The authors conclude by examining the cost-effectiveness of the intervention here, which cost approximately $4,400 per student per year. Comparing effects on math scores with other studies that examine the effectiveness of Perry Preschool interventions, cash transfers due to the EITC (earned income tax credit for readers not familiar with the U.S. tax code), and class size reductions, they come down favorably on the combined intervention in Chicago. Granted, this is mainly because improvements per $1,000 spent on a program are small in other studies (hence the motivation for this study) and the confidence intervals for this study are large due to its small sample size, but the authors argue that there is nothing intrinsic about this intervention that cannot be scaled up.

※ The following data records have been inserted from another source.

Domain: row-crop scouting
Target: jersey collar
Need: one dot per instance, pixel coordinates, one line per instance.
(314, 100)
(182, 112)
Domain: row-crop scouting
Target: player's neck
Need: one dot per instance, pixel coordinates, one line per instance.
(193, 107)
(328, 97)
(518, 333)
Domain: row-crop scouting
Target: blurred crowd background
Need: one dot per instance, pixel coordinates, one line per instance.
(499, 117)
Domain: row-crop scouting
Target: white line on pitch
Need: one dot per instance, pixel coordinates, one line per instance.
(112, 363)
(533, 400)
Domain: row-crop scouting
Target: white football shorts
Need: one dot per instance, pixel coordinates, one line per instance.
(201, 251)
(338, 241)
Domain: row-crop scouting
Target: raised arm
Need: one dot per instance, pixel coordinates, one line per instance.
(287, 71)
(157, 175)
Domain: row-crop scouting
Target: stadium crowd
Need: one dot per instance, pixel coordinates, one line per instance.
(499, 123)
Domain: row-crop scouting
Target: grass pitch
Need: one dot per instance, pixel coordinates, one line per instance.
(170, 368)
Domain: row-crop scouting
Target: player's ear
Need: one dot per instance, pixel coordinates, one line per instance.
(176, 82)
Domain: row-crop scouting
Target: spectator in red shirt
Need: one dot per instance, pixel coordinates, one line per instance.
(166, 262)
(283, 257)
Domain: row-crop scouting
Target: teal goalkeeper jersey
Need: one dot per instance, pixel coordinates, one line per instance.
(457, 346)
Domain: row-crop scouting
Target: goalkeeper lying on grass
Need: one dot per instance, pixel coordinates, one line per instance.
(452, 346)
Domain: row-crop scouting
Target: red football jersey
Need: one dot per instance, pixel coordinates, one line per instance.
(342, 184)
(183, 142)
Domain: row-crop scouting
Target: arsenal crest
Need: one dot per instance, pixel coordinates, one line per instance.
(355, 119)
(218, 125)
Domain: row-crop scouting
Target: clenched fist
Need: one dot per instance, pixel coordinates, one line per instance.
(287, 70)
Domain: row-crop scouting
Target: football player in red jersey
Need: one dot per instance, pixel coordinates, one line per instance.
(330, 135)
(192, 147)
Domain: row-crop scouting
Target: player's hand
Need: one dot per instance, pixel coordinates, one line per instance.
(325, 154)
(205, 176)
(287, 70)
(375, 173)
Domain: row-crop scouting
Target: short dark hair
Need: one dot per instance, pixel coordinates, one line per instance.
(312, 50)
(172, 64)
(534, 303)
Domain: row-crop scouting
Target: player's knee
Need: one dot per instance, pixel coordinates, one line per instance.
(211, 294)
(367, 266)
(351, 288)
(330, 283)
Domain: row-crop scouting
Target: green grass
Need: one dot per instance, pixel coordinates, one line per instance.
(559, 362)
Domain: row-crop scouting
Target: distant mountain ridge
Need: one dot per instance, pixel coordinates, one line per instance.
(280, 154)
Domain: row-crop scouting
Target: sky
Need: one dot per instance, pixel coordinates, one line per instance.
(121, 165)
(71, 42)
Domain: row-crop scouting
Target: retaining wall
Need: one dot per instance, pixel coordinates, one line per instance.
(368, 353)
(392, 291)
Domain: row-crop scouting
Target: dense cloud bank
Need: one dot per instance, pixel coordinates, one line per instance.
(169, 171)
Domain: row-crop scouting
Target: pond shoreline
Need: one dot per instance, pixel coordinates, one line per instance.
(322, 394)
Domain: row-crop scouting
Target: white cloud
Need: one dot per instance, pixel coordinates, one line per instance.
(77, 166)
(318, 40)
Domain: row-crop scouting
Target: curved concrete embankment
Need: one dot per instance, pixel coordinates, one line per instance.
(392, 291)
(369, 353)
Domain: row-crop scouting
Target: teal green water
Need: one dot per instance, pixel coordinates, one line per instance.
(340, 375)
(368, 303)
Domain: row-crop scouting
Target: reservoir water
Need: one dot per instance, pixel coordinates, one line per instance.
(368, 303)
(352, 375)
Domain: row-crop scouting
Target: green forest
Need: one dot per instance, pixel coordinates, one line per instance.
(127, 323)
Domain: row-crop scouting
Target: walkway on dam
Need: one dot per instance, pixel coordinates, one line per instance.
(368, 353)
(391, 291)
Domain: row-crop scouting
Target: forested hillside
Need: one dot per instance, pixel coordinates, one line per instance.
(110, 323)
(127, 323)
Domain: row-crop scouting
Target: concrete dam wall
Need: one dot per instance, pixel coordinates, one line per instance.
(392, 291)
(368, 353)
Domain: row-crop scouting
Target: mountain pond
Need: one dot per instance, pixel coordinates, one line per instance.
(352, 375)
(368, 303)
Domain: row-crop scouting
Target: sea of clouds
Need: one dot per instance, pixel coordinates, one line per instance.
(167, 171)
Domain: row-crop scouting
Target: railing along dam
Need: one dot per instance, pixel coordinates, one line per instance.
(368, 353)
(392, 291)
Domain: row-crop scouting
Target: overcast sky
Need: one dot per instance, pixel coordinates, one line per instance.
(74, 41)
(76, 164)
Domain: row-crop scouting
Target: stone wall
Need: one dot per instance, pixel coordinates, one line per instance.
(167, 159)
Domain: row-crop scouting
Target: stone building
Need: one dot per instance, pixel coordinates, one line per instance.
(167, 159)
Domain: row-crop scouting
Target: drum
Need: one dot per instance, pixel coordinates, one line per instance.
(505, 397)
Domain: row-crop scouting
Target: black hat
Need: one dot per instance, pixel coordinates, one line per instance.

The authors conclude by discussing the optimal timing of interventions, particularly contrasting early childhood interventions vs. those during adolescence. Taking for granted that plasticity may decline from childhood to adolescence, the authors still question whether this is sufficient reason to prioritize funding efforts towards early childhood rather than adolescence. They argue that most interventions show a ‘fade out’ of impacts, so there may be a trade-off between treating someone closer to the time when they’re about to get into trouble (drop out of school, get arrested, get pregnant, etc.). Furthermore, they argue that it is easier to target at risk adolescents for the right interventions because we have ‘more of a track record’ with them.
Given the fact that psychological problems among adolescents are at least as big an issue in many developing countries, it is possible to think about combining the usual interventions that target adolescents with other interventions focusing on social-cognitive skills, such as mentorship interventions informed by proper psychological models of adolescent behavior and behavioral therapy (see, for example, this study by Bandiera et al. 2012 in Uganda). Previously, many of us stated the same objections about the potentially prohibitive costs of these types of interventions in developing countries as the ones quoted in this study for the U.S. But, perhaps, the benefits are high enough and there are innovative ways of designing interventions to keep the costs down. Who is game?